New Sappho Followup ~ Some Questions Answered in TLS

Hot on the heels of yesterday’s post (A New Sapphic Poem ~ Wading into the Morass), we now see that Dr Obbink has a very nice piece in TLS which deals with the two new poems and answers some questions (but probably not the most important ones) about provenance (and authenticity, interestingly enough). Inter alia, he confirms the mummy cartonnage origins:

[…]
But how can we be certain that such resemblances are authentically Sapphic and that these new fragments are genuine? After all, you might wonder, doesn’t “The Brothers Poem” rather too conveniently fill a gap in what we know of Sappho and her family? And doesn’t it rather suspiciously confirm Herodotus, in mentioning two names we know, and none that we don’t? Palaeography provides a criterion, but also a model for forgers.

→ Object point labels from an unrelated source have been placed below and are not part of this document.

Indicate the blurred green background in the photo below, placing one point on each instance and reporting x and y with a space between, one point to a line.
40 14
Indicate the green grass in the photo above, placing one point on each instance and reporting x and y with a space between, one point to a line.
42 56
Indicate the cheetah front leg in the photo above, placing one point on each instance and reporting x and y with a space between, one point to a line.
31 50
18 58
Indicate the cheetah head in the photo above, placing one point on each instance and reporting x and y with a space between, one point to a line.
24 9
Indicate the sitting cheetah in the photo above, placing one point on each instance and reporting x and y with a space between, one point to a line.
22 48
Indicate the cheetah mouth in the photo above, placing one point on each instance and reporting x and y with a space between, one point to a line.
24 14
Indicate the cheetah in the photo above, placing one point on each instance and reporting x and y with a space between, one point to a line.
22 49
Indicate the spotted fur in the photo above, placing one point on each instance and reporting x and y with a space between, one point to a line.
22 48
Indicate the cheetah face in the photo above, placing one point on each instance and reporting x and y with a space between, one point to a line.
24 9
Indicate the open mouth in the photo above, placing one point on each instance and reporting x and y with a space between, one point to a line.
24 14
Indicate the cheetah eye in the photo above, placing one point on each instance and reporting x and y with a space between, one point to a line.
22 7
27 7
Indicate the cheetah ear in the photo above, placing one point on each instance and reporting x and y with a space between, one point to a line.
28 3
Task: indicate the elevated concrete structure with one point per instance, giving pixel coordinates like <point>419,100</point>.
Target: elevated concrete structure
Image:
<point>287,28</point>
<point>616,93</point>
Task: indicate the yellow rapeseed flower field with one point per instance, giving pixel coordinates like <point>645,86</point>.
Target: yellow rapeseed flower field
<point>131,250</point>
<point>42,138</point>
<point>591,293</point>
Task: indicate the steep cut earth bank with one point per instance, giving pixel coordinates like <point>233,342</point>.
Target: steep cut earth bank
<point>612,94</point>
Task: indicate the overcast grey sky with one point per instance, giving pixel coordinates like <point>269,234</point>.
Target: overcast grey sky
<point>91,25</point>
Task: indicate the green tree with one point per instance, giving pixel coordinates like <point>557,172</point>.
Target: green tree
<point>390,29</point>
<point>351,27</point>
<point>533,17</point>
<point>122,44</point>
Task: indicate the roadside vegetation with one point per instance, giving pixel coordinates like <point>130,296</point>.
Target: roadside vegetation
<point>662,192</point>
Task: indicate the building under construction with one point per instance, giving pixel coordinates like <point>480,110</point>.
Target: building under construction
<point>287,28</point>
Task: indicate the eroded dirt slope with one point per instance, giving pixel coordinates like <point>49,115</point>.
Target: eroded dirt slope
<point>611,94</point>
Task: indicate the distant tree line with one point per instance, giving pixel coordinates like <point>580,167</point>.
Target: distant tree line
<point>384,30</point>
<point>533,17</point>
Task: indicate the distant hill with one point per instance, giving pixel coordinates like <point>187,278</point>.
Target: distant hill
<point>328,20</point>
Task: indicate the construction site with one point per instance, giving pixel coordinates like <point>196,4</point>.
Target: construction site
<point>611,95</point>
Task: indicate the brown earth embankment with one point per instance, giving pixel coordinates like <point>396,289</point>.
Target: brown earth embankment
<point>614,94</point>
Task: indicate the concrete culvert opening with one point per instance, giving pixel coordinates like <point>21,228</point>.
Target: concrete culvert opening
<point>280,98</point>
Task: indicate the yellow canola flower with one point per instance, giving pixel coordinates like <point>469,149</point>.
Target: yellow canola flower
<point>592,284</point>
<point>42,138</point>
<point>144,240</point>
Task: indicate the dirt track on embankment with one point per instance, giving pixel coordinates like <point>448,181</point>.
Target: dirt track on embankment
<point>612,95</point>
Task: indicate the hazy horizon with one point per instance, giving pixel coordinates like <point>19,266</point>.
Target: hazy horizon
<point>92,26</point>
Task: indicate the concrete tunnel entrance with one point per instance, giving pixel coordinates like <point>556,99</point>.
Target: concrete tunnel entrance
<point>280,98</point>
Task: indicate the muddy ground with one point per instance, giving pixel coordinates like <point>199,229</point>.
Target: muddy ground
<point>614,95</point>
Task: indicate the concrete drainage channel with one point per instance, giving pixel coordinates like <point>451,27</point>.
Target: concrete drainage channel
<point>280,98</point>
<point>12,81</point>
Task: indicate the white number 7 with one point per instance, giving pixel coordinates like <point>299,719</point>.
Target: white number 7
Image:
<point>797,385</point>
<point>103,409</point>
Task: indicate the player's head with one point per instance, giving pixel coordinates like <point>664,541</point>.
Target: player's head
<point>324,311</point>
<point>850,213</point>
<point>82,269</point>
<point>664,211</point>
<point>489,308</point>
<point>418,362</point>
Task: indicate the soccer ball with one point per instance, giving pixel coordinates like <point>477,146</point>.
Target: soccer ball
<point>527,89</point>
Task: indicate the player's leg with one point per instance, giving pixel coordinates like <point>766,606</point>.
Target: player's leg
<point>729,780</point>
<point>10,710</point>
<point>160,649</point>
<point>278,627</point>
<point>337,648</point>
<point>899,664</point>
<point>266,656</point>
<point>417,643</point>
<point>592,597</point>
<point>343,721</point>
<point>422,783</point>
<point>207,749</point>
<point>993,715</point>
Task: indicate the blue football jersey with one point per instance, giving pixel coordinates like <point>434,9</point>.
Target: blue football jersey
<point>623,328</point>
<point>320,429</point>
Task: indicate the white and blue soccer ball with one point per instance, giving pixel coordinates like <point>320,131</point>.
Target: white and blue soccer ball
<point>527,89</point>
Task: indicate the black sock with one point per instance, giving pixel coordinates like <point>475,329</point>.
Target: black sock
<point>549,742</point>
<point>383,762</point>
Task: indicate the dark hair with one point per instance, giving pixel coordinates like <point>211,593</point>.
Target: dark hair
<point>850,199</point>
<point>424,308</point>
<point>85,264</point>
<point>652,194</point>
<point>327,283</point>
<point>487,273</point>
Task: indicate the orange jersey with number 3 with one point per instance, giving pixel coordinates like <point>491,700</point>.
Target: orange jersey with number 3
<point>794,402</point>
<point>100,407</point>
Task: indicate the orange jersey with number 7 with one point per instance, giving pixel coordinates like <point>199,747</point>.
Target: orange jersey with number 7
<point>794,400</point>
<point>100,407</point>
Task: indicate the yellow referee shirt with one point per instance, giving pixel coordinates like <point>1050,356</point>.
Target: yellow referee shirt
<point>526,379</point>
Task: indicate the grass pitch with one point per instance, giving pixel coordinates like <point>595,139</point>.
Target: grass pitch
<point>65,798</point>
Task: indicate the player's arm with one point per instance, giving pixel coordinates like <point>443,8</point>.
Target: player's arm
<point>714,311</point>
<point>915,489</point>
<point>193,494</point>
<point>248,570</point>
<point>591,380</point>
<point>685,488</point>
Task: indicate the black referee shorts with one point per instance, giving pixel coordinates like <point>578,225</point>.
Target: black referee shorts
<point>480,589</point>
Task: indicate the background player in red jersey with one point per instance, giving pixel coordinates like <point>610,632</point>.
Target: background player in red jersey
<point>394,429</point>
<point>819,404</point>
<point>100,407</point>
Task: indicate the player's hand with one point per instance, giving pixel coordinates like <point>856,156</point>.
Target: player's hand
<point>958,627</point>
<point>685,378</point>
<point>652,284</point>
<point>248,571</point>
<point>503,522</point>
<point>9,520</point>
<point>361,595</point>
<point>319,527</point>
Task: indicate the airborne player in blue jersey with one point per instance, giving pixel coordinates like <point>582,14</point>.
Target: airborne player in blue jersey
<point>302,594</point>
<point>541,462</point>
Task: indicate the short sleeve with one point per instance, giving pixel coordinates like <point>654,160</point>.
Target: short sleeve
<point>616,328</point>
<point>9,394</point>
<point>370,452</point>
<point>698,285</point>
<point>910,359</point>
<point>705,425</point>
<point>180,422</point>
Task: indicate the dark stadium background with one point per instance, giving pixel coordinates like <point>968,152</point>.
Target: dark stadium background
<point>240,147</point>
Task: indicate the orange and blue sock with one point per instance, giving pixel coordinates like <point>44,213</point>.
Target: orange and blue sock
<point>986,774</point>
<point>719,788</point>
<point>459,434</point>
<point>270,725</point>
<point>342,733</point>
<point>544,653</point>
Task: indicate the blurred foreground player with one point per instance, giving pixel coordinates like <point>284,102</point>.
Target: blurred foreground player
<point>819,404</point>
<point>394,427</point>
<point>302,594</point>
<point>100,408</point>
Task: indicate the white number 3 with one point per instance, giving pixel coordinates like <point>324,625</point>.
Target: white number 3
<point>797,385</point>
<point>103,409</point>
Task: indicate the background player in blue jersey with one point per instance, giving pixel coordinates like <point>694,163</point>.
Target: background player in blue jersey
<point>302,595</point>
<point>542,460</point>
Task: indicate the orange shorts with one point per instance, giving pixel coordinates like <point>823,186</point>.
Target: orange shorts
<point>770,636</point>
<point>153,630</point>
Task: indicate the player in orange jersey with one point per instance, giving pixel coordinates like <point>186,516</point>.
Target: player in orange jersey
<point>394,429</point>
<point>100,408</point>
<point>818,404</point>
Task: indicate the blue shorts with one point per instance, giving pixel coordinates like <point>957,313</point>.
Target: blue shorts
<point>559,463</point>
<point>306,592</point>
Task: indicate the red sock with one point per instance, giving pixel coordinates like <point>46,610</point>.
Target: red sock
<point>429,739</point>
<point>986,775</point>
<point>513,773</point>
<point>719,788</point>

Some scholars did, at first, doubt its authenticity, including one of the editors of the last “New Sappho” to be discovered. But other indicators leave no room for doubt. Metre, language and dialect are all recognizably Sapphic and (more difficult for a forger to achieve) there are no contrary indications whatsoever of date or handwriting . The authorship of Sappho was clinched, however, when the papyrus’s text was found to overlap, in two narrow vertical bands of letters, with fragments of two previously published papyri containing fragments of Sappho. The antiquity of the physical fabric of the papyrus is beyond reproach: indeed, it was damaged in ancient times, torn up the centre of the one complete surviving column, and still bears the ancient papyrus repair strips on its back applied in antiquity. It is written in black carbon ink in an identifiable professional bookhand, but with idiosyncratic stylistic traits that would be difficult for a modern calligrapher consistently to emulate. It also passes tests of spectral analysis for density of ancient carbon-base ink. The authenticity of the ancient mummy cartonnage panel, from which the papyrus was extracted, having been recycled in antiquity to accompany a burial, has been established through its documented legal provenance. The owner of the papyrus wishes to remain anonymous, but has submitted the papyrus to autopsy and multi-spectral photography, as well as Carbon 14 testing of an uninscribed portion of the papyrus sheet itself by an American laboratory, that returned a date of around 201 AD, with a plus-minus range of a hundred years.
[…]

The opening paragraph is also interesting:

An “Oxford secret” is supposed to be a secret you tell one person at a time. Add social media and it’s across the world within hours, often in garbled form. In this case, the “secret” was the discovery on a fragment of papyrus of two new poems by the seventh-century BC Greek poetess, Sappho. The first concerns her brothers, “The Brothers Poem” for short. The second, “The Kypris Poem”, is about unrequited love and addressed to Aphrodite (by her other name, “Kypris”). The full evidence will be presented in an article in Zeitschrift für Papyrologie und Epigraphik (2014), and I am grateful to the editors Jürgen Hammerstaedt and Rudolf Kassel for permission to publish some preliminary facts here, and to raise some key questions: why is the discovery important, what do the poems tell us about Sappho, and how do we know they are genuine? […]

… so it sounds like we’re passing blame for the kurrent kerfuffle onto the editors of ZPE?